France, the EU’s sole nuclear power since Britain’s exit from the bloc, was to unveil how it intends to use its atomic arsenal as a deterrent.
French President Emmanuel Macron, in an address to military officers graduating in Paris yesterday, was expected to recommit to upgrading France’s capacity, at a time when NATO allies, who would ordinarily look to the US in a nuclear standoff, worry about Washington’s retreat from the multilateral stage.
On Monday, Macron said that his speech would address the interests of other European countries.
Photo: AFP
“I will focus on the doctrine [of French deterrence], but also on the procedures and modalities that I wish to propose on this topic to our partners in the coming months,” he said on a visit to Warsaw.
Deterrence theory postulates that countries with nuclear weapons are less likely to attack each other for fear of mutual destruction, meaning the arms serve as guarantors of peace.
France considers nuclear deterrence a keystone of its defense strategy and the ultimate guarantee of its most vital interests.
Macron has already agreed to a costly modernization of France’s atomic arsenal, saying in January 2018 that “deterrence is part of our history, part of our defense strategy, and will remain so.”
An act of parliament provides for about 37 billion euros (US$41 billion) to be spent on the maintenance and modernization of the French nuclear arsenal from 2019 to 2025 — about 12.5 percent of the total defense budget for those seven years.
Macron’s address comes after Russia and the US last year withdrew from the Soviet-era Intermediate Range Nuclear Forces treaty.
Macron in December last year said that the treaty’s end meant that “France, Germany, and other European countries are now threatened by new Russian missiles.”
Washington has also since threatened not to renew the New START treaty with Russia, the last key nuclear deal between the former Cold War foes.
The treaty, which expires this month, obliged both sides to halve their number of strategic nuclear missile launchers and establish a new verification regime.
Corentin Brustlein, research director at the Paris-based French Institute of International Relations, said that Europe has always been a strong focus of France’s nuclear vision.
There had been several French attempts at dialogue with European partners on the topic “that have never succeeded,” Brustlein said.
However, “the balance is shifting, including in countries such as Germany” where public opinion is deeply anti-nuclear and the subject remains largely taboo, but “where we see emerging positions on the level of European strategic ambition that must grow,” he said.
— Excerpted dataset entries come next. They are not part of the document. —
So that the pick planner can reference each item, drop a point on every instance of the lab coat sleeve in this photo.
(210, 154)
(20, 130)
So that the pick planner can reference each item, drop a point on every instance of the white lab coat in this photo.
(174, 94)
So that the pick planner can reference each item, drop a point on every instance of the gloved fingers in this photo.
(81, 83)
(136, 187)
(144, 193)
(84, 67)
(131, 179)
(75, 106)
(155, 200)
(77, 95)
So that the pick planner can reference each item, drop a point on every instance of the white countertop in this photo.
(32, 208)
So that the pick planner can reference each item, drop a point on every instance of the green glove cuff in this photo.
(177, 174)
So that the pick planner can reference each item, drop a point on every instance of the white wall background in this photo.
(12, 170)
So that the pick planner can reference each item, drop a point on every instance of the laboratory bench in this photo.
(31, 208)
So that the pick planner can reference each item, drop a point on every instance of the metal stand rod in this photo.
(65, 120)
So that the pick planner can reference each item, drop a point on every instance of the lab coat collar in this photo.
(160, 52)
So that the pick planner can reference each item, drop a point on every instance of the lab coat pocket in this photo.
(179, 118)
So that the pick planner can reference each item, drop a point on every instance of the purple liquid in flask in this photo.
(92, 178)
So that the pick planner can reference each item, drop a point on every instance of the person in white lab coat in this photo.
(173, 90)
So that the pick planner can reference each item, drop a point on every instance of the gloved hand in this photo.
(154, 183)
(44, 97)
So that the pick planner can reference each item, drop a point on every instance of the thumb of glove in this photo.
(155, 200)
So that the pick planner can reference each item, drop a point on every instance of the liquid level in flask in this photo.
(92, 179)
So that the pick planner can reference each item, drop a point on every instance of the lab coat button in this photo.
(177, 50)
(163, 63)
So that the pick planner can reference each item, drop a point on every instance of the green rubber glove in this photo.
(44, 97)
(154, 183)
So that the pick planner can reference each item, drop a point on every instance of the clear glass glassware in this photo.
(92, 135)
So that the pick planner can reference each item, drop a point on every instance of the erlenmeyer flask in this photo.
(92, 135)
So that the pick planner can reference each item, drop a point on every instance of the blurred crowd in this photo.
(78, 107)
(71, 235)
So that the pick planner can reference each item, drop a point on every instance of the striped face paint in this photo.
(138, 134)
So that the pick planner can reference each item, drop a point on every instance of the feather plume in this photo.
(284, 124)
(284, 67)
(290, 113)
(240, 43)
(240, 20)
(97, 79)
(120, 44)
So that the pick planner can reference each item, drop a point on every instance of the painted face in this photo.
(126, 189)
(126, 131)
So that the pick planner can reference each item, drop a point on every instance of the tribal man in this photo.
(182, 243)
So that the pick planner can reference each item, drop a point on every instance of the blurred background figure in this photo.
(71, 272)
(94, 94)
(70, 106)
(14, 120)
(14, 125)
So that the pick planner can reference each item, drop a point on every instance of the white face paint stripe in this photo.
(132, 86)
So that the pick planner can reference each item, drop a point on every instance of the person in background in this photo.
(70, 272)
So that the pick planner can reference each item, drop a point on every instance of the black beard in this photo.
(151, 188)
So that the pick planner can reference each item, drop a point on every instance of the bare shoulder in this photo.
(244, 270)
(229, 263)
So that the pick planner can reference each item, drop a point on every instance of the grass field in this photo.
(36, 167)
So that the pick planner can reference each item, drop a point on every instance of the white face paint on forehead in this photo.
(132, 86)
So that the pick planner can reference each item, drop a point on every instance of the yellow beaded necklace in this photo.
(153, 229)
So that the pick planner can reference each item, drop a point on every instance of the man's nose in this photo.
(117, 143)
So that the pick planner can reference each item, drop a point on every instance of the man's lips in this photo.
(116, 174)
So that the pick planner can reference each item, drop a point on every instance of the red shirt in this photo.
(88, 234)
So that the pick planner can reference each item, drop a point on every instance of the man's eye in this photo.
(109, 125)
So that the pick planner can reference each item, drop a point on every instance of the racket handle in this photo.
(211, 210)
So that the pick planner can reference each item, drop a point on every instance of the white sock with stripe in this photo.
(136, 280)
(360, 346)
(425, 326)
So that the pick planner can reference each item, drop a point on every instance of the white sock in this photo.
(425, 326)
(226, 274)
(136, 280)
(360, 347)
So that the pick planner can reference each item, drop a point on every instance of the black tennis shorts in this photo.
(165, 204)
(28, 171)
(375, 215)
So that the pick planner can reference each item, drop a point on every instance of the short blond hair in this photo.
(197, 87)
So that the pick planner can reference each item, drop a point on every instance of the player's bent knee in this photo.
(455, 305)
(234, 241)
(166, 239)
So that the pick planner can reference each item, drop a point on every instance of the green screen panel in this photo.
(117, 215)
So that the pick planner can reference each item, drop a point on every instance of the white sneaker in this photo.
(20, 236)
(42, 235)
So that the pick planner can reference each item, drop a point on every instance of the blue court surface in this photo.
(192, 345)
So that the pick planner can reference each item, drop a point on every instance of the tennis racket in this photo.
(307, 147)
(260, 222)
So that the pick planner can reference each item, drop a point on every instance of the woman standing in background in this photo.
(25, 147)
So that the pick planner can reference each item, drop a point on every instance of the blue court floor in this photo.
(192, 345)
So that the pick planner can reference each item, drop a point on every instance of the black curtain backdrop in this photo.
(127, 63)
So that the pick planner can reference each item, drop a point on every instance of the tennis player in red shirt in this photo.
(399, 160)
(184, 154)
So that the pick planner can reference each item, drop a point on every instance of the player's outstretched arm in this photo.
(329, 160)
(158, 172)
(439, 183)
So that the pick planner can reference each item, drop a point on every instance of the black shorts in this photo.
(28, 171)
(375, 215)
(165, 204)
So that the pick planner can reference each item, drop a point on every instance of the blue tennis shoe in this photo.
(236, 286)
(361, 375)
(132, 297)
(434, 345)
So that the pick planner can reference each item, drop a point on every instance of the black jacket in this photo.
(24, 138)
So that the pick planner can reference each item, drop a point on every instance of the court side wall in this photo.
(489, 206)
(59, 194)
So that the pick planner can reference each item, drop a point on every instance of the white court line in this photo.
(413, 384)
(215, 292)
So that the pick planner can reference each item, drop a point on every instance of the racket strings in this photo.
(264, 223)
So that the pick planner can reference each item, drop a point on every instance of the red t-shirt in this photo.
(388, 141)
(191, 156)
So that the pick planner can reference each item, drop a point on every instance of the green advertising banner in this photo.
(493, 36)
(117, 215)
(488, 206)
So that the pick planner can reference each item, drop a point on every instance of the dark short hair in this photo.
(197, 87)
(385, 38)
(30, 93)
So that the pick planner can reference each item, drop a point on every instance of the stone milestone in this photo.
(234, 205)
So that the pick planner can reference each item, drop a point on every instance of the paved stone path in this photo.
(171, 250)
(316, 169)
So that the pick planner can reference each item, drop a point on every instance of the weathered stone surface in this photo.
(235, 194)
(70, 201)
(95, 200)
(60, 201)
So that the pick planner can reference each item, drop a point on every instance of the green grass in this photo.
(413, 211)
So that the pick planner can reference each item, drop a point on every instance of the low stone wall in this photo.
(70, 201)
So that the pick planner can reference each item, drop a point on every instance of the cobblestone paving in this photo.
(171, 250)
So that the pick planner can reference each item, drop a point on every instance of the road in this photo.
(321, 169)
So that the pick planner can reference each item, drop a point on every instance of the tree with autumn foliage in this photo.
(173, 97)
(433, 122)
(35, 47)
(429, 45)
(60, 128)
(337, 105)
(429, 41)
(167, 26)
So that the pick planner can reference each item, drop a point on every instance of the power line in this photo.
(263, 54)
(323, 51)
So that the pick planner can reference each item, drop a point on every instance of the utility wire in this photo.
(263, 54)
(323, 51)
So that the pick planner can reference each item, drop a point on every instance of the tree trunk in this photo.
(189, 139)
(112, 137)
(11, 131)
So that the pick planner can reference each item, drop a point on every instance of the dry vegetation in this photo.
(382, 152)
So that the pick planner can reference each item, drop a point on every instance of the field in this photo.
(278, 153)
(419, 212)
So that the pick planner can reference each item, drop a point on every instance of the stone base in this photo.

On Monday, a senior member of German Chancellor Angela Merkel’s Christian Democratic Union pleaded for the EU to create its own nuclear deterrence capability.
Germany should “consider cooperation with France regarding nuclear weapons” and “should be prepared to participate in the nuclear deterrent force with its own capabilities and means,” Johann Wadephul said in an interview with the Tagesspiegel daily.